I'm making a new workout playlist. Here's a listen:

Friday, June 25, 2010

Far from over

So, today is the final day of the Spartan 300 Challenge and I met Coach Crystal to get my body comps done. Here's how it turned out:

After 7 weeks, I've dropped another 2% body fat, lost 4 inches from my waist, hips, and thighs, and added 3 inches to my shoulders and calves. My weight stayed the same, meaning I added lean muscle (yay!), however, I managed to drop another pant size (down to a size 6 now). This is what I'm talkin' about!

As far as strength goes, I'm definitely getting stronger. I've PR'd on pullups, pushups, dead lift, squat, clean, and press. I'm now using the Rx weight in most WODs. The progress feels great!

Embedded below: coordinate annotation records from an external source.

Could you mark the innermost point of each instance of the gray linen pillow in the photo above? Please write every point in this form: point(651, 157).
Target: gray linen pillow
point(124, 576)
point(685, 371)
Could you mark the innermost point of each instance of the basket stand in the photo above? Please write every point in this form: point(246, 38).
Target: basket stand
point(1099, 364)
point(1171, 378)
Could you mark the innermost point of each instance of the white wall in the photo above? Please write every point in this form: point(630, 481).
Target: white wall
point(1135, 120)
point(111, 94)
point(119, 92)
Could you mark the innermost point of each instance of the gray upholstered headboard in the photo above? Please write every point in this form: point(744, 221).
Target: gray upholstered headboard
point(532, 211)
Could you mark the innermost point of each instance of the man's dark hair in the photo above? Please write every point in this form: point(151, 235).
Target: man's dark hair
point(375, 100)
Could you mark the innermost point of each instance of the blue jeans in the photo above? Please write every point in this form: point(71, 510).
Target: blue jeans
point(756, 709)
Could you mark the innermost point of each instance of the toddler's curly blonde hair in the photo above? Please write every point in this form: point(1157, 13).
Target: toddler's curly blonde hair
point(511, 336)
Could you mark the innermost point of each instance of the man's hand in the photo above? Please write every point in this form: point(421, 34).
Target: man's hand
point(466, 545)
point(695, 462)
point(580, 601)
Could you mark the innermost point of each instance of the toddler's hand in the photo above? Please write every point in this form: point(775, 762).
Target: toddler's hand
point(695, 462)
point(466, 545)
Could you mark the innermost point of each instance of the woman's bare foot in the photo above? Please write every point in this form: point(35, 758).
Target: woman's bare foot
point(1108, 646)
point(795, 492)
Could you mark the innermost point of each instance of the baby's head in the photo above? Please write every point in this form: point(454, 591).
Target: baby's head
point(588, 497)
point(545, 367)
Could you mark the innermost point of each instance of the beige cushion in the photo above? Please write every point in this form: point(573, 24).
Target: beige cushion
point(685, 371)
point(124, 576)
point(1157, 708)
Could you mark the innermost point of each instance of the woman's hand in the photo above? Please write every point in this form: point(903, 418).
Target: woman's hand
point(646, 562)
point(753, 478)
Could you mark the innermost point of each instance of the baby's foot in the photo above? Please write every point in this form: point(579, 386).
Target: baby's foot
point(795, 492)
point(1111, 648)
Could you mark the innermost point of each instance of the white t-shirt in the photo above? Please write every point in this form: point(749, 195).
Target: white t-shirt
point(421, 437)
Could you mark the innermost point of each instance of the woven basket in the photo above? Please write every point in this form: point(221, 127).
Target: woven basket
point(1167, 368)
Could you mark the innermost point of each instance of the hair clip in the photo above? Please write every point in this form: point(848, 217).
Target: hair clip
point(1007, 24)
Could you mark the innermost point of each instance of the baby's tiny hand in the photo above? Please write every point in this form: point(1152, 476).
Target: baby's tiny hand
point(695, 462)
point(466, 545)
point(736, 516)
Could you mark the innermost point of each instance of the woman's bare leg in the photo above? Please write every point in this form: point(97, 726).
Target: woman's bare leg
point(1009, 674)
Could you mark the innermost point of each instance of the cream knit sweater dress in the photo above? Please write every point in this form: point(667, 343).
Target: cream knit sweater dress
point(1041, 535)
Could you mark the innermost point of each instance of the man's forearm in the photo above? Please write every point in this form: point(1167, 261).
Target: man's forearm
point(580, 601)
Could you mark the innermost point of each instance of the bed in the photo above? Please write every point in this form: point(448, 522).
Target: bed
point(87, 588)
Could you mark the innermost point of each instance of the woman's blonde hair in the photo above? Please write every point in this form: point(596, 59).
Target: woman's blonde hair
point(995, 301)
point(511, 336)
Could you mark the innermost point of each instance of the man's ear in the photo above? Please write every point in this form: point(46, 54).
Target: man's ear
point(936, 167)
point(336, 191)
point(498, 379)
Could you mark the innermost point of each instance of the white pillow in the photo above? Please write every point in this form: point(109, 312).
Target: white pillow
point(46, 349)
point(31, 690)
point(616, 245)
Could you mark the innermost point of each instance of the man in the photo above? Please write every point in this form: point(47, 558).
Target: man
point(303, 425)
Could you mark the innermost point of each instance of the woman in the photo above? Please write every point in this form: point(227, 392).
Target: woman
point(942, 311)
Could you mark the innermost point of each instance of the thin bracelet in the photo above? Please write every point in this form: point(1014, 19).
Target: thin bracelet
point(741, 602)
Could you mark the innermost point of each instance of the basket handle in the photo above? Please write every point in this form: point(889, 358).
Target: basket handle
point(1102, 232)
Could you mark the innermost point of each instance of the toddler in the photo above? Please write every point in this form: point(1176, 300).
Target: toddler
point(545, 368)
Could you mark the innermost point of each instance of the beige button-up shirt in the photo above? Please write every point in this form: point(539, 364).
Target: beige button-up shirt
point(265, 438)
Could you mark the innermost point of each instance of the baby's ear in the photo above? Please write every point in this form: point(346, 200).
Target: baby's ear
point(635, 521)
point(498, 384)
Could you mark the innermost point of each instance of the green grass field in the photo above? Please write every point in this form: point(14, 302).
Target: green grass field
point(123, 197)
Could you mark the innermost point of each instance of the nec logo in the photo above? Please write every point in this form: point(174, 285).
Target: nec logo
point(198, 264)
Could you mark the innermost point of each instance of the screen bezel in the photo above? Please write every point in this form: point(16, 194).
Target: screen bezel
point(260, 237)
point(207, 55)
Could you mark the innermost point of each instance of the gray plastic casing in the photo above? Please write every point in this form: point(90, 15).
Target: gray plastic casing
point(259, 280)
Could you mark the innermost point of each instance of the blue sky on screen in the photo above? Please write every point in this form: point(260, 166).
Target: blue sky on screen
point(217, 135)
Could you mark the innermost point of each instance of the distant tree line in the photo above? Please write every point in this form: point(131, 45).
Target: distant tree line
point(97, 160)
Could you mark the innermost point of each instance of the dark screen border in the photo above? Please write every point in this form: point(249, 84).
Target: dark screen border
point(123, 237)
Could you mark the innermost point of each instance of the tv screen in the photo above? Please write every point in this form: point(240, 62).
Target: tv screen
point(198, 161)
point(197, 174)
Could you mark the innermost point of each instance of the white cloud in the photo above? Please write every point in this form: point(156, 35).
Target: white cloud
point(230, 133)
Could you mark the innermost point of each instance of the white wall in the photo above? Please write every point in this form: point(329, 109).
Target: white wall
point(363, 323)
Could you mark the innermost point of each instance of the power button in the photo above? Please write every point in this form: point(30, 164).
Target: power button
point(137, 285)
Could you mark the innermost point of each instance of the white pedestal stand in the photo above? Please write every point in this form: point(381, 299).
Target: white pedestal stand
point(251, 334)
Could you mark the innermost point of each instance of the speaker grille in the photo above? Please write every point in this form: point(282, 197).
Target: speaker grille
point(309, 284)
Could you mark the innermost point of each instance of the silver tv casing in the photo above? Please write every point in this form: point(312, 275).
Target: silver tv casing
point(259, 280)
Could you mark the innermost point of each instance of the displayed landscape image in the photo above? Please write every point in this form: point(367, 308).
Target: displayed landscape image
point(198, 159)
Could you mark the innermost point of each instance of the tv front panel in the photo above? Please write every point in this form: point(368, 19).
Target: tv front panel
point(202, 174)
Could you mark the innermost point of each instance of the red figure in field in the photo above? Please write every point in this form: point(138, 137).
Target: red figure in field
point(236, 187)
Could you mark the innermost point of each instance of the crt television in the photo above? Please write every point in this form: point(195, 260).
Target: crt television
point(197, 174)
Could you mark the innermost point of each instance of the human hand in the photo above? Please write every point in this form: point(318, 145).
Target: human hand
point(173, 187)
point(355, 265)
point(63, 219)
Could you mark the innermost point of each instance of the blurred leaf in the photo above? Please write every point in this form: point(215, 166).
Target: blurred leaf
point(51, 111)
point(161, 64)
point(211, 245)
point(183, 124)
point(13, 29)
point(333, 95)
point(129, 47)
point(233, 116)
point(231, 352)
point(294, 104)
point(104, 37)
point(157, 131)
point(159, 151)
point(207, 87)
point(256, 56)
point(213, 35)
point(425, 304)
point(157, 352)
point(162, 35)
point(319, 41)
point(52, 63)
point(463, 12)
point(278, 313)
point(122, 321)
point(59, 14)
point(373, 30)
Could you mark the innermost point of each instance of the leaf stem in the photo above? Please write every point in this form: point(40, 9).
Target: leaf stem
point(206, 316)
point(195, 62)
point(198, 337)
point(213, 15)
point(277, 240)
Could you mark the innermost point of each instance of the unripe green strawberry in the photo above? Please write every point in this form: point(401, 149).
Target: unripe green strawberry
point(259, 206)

The benchmark workout is tomorrow morning, and I'm ready. My goal is to finish the WOD this time. I have a feeling I will! Regardless of how it all turns out, I am proud of myself and feel like this is just the beginning.
WOOT!

Like Drake says, "I'm livin' life right now, man... And this what I'ma do 'til its over, 'til its over.. But it's far from over"

Wednesday, June 9, 2010

Dancin' Through Life

From Rev Run Wisdom:
Some may laugh at you for dancin' through life. You're not crazy, they just can't hear the music you're jammin' to! Keep Laughin'!

Dance and laughter is contagious! Spread LOVE!

Wednesday, June 2, 2010

What Makes Us Stronger

I came across this post today that I think is worth sharing. It was written for a newsletter by AdvoCare's Ron Reynolds, who is also a US Air Force Veteran, aerospace engineer, and author.

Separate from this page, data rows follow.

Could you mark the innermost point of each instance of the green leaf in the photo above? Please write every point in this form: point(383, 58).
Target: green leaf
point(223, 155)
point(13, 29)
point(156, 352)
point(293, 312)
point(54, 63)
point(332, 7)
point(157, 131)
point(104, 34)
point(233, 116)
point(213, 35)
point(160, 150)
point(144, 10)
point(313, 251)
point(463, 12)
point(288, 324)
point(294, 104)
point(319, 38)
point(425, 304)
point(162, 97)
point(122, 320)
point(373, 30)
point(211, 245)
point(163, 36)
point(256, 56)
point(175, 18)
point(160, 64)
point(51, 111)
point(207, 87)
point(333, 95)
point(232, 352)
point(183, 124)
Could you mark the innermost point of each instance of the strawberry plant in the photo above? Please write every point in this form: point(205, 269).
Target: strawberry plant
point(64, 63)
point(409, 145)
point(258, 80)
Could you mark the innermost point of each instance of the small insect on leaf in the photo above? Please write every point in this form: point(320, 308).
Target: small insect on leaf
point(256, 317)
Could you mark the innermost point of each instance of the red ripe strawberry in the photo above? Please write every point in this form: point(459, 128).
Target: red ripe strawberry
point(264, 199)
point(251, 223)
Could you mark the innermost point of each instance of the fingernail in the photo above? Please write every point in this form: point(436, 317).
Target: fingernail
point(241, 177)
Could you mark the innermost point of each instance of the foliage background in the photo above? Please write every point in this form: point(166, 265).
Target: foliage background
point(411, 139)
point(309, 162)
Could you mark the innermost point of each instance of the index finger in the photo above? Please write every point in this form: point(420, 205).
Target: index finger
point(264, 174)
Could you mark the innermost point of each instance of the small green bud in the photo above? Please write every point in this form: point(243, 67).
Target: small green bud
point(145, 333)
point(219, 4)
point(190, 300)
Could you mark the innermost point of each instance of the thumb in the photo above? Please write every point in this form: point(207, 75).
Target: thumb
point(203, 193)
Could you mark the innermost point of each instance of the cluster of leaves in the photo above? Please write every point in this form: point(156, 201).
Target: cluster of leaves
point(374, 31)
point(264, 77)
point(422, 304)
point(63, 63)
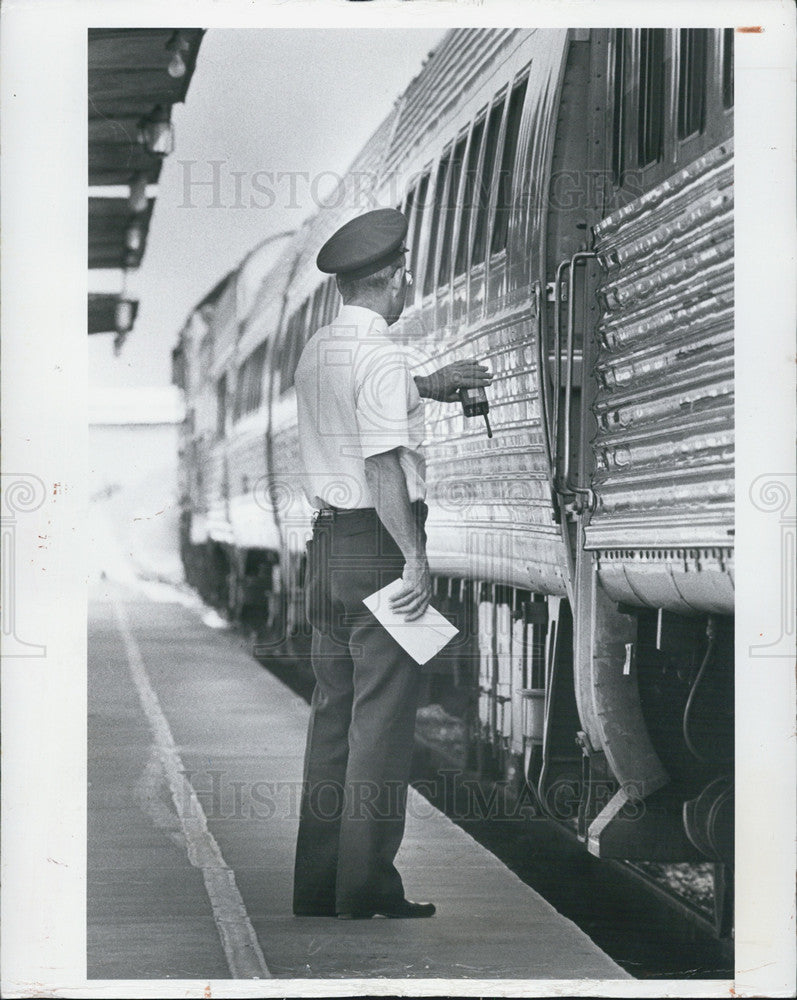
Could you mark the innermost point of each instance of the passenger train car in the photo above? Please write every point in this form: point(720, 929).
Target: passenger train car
point(570, 202)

Ron provides insight on how the challenges we face as children and adults actually enable us to grow to become much stronger than if we weren't exposed to it or were too protected from it. Word! 

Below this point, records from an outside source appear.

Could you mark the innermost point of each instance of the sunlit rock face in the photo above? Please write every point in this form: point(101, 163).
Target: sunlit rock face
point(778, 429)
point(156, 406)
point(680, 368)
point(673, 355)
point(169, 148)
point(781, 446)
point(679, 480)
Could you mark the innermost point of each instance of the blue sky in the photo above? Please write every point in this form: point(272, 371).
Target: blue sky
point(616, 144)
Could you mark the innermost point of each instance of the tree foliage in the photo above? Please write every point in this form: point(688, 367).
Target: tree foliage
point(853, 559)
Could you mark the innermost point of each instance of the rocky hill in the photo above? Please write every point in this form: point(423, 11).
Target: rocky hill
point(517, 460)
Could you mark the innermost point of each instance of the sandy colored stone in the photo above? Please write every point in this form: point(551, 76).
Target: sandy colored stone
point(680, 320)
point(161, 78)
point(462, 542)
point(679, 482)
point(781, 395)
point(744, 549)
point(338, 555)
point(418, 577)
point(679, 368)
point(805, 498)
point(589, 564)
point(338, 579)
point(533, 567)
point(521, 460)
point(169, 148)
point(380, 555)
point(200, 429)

There's a growing movement underway in our country that seems to have come from those who are inclined to want to protect us from ourselves and who want to pass any imaginable law that will make all of us more equal. The movement I'm referring to actually began several years ago; some parents got together and their cause was to change the grading system in the elementary school systems so that no child would receive a lesser "grade" that might make him or her feel inferior. After all, a child who becomes "damaged" by such life experiences may well carry those scars with them for their entire life, and how fair is that? These are probably the same people who allow their children to run and scream in restaurants and airports and other places, because to discipline them would do harm, and no responsible parent wants to do that.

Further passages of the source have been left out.